Part 2: Comparison of Searches in OpenAlex/MAG with Traditional Searches
Method
We used data from published evidence syntheses that had described, and independently conducted a traditional literature search and a search in OpenAlex/MAG, searched at least two traditional sources, and separately saved the records from the two search strategies. From the included studies in the included evidence syntheses, we extracted the following data: document type, topic, number of included studies found in OpenAlex, number of included studies identified among the records retrieved from the search in OpenAlex, and number of included studies identified among the records retrieved from traditional searches. We used the numbers to calculate sensitivity from the search result in OpenAlex and precision from the search result in OpenAlex and the traditional search.
Results
We included three evidence syntheses with a total of 860 studies included: 802 studies in Ames (2022), 25 studies in Bergsund (2023) and 33 studies in Johansen (2023).

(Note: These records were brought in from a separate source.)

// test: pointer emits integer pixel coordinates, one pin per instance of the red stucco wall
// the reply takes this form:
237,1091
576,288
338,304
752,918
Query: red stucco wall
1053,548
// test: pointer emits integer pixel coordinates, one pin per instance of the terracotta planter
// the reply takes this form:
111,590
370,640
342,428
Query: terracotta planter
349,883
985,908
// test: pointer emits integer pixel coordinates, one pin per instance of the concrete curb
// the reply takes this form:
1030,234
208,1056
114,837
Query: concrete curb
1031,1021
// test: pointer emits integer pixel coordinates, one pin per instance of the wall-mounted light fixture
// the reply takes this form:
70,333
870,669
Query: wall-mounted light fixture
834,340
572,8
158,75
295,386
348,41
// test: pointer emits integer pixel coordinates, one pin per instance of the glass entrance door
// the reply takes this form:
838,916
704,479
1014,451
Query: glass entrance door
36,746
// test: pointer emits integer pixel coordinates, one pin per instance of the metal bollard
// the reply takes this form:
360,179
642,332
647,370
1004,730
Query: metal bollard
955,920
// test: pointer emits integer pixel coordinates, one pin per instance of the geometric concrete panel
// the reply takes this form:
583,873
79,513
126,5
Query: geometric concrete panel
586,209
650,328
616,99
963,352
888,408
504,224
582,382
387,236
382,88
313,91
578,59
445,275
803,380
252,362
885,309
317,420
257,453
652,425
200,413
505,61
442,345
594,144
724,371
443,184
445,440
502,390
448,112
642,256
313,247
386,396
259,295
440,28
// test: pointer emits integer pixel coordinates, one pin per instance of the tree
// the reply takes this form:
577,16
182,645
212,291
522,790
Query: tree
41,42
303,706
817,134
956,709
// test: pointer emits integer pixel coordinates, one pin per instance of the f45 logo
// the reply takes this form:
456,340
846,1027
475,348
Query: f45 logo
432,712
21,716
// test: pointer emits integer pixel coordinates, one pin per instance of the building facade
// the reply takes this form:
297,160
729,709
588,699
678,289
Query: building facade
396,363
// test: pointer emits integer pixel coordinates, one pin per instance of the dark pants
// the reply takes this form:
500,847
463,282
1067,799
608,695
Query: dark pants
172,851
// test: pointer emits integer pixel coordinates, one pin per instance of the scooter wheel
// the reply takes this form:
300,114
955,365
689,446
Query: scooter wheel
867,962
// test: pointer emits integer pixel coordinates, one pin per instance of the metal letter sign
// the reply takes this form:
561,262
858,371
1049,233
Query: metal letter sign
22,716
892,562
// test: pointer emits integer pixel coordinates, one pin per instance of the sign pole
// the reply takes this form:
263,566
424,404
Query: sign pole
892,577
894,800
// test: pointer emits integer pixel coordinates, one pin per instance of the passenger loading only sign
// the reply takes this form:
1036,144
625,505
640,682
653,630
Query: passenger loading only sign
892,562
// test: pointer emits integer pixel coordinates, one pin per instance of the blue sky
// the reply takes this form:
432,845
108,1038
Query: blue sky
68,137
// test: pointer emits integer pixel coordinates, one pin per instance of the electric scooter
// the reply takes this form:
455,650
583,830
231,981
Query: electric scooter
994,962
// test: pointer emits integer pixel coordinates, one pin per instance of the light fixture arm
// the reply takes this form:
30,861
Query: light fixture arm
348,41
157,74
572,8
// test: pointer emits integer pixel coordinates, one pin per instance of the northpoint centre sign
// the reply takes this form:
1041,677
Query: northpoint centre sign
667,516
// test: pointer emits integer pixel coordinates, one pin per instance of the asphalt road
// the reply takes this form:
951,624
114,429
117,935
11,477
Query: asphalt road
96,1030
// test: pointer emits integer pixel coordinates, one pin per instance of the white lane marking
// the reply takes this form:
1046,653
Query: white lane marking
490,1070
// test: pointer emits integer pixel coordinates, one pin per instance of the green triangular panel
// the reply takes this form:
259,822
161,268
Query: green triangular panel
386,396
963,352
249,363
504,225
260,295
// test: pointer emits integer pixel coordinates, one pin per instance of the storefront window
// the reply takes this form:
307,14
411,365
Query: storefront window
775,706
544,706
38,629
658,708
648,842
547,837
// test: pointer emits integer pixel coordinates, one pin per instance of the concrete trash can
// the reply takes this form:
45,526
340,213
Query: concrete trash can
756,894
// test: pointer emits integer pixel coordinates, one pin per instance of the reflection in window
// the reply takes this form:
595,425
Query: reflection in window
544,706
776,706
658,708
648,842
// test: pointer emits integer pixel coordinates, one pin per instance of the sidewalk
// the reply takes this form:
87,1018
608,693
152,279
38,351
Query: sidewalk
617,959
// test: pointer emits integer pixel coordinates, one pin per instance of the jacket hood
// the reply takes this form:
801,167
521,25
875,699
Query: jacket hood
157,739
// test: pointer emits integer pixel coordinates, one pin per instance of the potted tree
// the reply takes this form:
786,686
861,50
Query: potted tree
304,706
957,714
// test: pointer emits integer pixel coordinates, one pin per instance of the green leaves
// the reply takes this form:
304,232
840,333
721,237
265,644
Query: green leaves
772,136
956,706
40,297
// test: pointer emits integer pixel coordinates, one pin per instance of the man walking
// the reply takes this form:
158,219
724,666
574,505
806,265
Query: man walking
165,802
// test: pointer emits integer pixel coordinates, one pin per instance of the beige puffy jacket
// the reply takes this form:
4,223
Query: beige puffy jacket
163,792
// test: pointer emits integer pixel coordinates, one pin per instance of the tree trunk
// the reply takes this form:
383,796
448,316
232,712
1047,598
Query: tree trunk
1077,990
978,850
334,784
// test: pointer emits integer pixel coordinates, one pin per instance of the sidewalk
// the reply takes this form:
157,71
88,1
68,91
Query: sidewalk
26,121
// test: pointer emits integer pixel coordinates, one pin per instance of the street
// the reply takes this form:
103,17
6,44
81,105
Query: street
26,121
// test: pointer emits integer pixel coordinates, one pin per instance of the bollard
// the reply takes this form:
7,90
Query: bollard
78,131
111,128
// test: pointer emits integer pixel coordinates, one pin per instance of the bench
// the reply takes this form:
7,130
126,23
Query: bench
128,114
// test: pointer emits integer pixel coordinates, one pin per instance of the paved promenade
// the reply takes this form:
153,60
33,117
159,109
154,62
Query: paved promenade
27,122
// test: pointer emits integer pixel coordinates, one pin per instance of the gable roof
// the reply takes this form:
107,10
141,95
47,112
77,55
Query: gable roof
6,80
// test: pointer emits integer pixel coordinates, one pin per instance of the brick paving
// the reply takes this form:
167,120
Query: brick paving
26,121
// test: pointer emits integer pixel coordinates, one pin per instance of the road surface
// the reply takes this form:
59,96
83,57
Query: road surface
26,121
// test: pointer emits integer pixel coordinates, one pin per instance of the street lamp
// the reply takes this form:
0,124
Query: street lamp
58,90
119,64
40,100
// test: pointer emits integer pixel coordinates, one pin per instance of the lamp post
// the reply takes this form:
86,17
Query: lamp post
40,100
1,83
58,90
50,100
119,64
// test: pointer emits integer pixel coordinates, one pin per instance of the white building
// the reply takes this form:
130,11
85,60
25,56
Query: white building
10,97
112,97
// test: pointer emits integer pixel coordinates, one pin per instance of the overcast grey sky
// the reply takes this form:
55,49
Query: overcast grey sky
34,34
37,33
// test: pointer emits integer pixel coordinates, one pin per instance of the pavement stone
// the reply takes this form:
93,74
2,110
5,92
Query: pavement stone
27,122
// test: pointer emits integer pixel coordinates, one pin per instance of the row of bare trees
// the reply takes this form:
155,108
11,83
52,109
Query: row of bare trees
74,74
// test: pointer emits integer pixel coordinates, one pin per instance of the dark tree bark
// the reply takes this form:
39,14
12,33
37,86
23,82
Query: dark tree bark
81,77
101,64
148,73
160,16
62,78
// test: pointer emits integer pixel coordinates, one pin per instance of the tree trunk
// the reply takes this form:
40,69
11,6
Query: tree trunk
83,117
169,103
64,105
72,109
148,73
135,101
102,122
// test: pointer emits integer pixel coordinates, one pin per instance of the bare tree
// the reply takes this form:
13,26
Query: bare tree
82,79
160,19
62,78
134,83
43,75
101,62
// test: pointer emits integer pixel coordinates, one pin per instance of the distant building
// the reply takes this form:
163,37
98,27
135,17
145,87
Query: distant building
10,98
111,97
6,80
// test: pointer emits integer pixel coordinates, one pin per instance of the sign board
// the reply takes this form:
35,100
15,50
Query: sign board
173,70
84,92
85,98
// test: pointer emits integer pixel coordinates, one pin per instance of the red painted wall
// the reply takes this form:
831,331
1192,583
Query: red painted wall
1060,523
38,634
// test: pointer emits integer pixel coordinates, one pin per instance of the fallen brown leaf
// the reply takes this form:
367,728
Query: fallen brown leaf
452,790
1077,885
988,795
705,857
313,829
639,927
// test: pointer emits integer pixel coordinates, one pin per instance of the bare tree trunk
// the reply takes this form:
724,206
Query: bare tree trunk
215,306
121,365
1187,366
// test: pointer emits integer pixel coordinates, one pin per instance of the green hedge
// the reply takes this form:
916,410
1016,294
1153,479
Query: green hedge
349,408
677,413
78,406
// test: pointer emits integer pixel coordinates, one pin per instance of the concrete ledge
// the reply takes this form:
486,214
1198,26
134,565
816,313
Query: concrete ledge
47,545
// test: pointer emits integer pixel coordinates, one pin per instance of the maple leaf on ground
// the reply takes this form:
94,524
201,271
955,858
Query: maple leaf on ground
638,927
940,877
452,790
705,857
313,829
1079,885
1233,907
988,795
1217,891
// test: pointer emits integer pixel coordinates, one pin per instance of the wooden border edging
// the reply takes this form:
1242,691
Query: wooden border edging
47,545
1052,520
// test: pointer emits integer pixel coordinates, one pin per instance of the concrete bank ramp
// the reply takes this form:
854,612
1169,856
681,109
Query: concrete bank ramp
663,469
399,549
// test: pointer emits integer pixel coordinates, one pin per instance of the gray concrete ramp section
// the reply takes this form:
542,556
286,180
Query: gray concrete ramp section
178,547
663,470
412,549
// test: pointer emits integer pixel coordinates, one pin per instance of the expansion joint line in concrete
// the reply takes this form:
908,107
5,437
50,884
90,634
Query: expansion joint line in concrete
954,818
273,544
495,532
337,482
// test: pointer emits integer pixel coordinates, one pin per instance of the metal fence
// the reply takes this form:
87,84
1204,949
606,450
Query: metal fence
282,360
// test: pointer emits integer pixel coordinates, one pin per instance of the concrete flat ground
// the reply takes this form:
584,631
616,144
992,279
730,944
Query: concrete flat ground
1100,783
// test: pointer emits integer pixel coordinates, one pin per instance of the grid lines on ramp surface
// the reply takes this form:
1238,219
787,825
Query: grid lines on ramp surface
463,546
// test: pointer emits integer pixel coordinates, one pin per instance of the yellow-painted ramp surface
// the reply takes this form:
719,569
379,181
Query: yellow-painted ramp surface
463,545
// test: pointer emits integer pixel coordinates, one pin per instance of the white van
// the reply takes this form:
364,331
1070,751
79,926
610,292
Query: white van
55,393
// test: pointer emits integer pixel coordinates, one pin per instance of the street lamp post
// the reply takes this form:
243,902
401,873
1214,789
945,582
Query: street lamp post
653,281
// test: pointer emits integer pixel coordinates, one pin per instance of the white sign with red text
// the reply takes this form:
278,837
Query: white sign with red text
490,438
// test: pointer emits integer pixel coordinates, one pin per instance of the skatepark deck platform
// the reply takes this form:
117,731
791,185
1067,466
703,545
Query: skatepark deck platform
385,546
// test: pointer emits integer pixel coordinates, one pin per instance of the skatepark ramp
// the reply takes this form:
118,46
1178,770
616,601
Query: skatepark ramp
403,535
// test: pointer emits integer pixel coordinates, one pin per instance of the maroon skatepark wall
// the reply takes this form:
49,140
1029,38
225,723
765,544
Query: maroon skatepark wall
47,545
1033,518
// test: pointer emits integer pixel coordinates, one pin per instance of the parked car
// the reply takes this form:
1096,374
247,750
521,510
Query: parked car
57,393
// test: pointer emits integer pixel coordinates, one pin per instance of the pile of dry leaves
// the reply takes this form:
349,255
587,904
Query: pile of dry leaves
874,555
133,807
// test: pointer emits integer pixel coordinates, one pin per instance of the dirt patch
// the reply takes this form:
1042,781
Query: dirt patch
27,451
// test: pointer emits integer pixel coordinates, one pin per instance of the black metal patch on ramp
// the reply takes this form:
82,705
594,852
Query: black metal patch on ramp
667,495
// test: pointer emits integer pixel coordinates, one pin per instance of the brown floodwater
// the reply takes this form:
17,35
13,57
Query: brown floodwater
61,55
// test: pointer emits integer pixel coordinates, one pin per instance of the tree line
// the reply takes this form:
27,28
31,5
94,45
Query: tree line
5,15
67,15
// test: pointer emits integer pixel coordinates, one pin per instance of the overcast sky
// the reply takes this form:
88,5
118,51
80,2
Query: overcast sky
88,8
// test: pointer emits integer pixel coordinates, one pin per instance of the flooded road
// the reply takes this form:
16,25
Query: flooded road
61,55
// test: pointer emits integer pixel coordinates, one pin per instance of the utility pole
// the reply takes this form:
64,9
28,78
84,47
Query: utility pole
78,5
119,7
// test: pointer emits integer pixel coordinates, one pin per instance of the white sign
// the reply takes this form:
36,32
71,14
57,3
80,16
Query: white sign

Alone, neither the search in OpenAlex/MAG nor the traditional search identified all the included studies. We found that 24 (3%) of the 860 studies were not found in OpenAlex; 700 (81%) of the 860 included studies were not identified among the records retrieved from the search in OpenAlex/MAG. In total, traditional searches yielded 24,870 records, and searches in OpenAlex/MAG yielded 4,308 records. Searches in OpenAlex/MAG had higher precision than traditional searches.
Discussion and conclusion
Only three evidence syntheses met our inclusion criteria. All were published before we started to plan this evaluation. We found that neither of the two search strategies (OpenAlex/MAG and traditional literature search) individually identified all the included studies. Our evaluation found that the two search strategies (OpenAlex/MAG and traditional literature search) complemented each other, and that OpenAlex should not be used as the only source, if the aim is to identify as many studies as possible. Given that OpenAlex should only be used in combination with traditional sources, and not as the only source, it will neither save time nor resources to search OpenAlex. Thus, we cannot recommend changing current practice.